In 1996, the National Hemophilia Foundation (NHF) published its first issue of HemAware magazine. (The magazine, which is printed two times a year, also went digital in 2010, and Spanish translated content was added in 2014.) Over the years, the blood and bleeding disorders community has come to rely on the publication as a trusted source for inspiring stories, practical health information, research updates, analysis, and foundation news. 

Neil Frick, senior vice president for medical programs and information at NHF, says the decision to create the magazine largely stemmed from the community asking the foundation for more information on specific topics about blood and bleeding disorders. “We’d always done newsletters, but they didn’t have the kind of in-depth articles on topics that related back to the community, and so we realized that we needed to create a magazine that would meet that need,” he says.

Frick adds that many of the articles in the first issues of HemAware were sparked by requests for information from patients and their caregivers that came through HANDI, NHF’s information resource center. “If we got several requests for information about a particular topic, then we’d decide that we needed to do an article in HemAware so we could provide our patient community and their families with the resources they were asking for,” he says.

Notable Highlights

In addition to providing health information on topics of interest to the community, the magazine has covered key achievements in blood and bleeding disorders advocacy, including the landmark Ricky Ray Hemophilia Relief Fund Act, which was signed into law in 1998 by then-President Bill Clinton. The act provides compensation to people with hemophilia (and their families) who were treated with HIV-contaminated factor products between 1982 and 1987.

“This was a major win for the entire blood and bleeding disorders community, and so we made it a cover story in HemAware,” Frick recalls. “We were so proud of that achievement that we framed that cover and had it hanging in our offices for quite a while.”

Frick says another big topic that was covered in early issues of HemAware was hepatitis C, since many people who received plasma-derived clotting factor in the 1970s and 1980s ended up being infected with the hepatitis C virus. “We did a cover story on liver transplants that was very popular because it helped explain the topic in great detail,” Frick recalls. “We wanted our community to understand that it’s not as simple as just giving someone a transplant, especially when they also have a bleeding disorder. It’s a lifelong issue.” 

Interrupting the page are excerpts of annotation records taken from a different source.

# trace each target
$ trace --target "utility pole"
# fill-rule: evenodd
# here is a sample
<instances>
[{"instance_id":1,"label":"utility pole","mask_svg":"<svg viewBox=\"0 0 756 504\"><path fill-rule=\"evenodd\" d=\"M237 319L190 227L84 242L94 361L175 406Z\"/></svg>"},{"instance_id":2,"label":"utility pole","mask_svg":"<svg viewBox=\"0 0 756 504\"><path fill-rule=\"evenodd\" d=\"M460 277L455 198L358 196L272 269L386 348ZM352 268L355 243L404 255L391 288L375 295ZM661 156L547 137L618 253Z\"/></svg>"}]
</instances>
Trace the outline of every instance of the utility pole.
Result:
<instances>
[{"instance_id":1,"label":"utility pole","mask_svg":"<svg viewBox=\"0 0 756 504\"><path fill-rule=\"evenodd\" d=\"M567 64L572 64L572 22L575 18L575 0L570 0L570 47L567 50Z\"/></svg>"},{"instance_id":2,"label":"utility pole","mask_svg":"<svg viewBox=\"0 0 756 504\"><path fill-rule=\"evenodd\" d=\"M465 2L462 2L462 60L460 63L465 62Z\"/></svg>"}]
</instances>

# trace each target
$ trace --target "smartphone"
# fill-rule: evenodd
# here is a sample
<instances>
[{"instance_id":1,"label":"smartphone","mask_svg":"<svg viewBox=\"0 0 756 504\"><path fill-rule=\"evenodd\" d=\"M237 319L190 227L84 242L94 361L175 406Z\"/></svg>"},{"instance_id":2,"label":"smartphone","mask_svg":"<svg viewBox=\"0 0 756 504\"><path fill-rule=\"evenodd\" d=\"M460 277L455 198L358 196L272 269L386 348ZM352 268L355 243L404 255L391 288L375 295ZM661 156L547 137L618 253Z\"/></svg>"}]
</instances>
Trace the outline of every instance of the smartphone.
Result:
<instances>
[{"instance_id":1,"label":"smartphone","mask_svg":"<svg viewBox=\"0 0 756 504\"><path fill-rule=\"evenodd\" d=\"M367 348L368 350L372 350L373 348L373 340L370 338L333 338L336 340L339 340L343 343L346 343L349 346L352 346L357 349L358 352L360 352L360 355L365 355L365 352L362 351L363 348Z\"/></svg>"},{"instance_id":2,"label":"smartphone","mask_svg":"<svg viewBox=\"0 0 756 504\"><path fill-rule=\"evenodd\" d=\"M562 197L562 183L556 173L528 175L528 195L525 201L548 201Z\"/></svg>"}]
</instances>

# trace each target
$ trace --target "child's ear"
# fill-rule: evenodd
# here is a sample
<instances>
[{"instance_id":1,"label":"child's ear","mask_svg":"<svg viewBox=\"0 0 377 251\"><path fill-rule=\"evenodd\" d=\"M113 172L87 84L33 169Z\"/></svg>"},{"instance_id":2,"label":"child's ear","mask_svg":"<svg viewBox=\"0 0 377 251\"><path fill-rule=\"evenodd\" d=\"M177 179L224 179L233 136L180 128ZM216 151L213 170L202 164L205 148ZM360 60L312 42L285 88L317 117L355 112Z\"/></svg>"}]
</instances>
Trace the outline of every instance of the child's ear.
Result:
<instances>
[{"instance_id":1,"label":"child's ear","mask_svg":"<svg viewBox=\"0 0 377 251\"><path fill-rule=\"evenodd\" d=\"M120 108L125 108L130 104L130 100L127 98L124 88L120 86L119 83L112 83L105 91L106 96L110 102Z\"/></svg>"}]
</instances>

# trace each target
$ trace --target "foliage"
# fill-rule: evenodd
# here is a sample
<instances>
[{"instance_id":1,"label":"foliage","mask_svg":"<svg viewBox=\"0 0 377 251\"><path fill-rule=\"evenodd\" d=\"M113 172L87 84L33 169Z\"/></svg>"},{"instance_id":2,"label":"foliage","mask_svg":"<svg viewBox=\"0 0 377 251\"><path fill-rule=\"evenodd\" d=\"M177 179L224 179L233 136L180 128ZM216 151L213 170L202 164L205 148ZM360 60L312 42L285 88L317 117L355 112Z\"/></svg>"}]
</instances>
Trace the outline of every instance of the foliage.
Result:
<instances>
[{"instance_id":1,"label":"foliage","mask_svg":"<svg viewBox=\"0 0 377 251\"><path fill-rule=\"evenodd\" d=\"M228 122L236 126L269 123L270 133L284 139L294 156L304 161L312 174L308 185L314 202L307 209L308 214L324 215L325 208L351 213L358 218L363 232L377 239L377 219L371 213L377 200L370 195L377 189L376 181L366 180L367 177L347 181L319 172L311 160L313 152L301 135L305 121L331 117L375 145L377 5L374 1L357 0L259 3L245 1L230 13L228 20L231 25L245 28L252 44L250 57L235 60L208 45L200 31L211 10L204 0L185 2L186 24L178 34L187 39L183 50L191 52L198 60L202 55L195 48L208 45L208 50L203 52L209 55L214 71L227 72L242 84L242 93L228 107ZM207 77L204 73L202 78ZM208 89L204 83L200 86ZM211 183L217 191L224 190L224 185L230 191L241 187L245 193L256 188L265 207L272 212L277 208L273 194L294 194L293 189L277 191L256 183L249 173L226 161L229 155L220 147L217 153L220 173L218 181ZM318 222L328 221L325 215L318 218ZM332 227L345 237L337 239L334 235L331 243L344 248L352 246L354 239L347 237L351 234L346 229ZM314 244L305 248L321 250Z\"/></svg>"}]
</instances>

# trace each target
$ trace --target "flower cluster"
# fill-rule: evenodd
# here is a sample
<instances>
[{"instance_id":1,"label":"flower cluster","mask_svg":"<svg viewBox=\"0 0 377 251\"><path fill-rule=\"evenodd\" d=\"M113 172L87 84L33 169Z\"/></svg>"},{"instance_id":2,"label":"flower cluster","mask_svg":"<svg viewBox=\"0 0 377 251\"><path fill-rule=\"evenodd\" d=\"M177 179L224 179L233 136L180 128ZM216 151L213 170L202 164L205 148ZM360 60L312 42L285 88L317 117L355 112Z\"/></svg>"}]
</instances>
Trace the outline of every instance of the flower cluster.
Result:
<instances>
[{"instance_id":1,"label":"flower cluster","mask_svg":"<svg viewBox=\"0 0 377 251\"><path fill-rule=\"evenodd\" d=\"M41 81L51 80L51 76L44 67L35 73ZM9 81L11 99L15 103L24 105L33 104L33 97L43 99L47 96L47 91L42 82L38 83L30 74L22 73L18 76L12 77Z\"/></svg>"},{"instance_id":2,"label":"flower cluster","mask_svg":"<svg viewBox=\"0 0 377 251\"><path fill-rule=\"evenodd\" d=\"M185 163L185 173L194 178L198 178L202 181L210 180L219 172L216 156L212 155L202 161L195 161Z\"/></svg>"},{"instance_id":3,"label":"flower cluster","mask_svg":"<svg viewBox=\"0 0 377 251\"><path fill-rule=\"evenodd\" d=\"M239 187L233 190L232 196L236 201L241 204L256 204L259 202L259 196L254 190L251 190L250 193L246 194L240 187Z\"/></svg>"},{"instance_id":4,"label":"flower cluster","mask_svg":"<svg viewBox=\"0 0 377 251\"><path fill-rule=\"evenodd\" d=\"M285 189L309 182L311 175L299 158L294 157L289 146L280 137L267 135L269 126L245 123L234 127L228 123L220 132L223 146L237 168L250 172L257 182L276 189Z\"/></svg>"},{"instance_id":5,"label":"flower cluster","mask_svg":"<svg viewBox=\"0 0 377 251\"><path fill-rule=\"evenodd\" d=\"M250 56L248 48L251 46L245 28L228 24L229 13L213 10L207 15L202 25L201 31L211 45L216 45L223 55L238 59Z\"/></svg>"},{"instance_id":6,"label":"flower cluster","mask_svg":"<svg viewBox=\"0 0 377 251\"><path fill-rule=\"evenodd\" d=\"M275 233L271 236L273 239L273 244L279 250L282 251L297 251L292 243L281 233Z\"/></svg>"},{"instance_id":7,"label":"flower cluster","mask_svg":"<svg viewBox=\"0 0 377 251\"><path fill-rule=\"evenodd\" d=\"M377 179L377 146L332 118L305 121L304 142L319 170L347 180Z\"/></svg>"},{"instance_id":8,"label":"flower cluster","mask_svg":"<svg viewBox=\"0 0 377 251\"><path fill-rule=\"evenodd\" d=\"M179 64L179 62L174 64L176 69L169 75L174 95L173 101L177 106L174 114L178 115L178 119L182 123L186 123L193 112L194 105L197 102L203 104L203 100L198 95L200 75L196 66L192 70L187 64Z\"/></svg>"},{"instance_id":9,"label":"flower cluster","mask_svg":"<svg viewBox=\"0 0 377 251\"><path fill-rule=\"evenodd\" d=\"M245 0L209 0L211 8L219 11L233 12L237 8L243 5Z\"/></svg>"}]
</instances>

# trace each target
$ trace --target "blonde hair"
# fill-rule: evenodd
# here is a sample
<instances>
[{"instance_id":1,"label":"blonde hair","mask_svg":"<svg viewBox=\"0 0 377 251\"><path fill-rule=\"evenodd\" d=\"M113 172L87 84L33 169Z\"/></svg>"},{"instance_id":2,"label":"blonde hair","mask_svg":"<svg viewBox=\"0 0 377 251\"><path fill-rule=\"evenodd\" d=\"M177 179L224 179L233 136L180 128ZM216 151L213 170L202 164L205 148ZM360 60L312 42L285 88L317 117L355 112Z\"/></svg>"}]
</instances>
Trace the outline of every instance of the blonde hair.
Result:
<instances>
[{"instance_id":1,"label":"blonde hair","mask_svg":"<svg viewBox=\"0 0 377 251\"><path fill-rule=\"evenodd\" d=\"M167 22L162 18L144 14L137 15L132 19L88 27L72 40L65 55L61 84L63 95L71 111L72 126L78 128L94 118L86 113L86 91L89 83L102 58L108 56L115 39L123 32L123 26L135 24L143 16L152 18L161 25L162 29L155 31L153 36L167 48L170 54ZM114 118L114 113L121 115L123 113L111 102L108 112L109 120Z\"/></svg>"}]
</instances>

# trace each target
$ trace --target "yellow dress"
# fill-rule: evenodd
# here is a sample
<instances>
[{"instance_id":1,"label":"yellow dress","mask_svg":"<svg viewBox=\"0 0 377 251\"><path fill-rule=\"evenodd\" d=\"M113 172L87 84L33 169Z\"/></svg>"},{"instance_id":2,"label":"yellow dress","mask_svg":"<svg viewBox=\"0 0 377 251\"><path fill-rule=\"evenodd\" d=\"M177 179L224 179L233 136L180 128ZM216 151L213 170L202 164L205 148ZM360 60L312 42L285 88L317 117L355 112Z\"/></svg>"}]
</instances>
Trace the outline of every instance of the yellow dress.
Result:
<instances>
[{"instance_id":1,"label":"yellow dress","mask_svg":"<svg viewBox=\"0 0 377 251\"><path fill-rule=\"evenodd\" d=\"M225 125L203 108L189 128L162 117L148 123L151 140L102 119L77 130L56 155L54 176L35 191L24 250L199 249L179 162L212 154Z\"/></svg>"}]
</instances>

The fact that women can also have bleeding disorders is common knowledge today, but back in the early days of HemAware, that wasn’t the case. “I remember the first real women’s issue we did featured a woman’s face on the cover,” Frick says. “At that time, most people thought that women could only be carriers, and so that cover story really helped educate our community that many women were going undiagnosed.”

Awards and Recognitions

HemAware magazine and its website have received several awards and recognitions over their history. Most recently, the magazine was a finalist in two categories (Best Feature Design and Best Use of Illustration) in the 2022 Content Marketing World awards, and in 2019, the “Embracing Intimacy” issue won Best Overall Design in Folio magazine’s Ozzie Awards.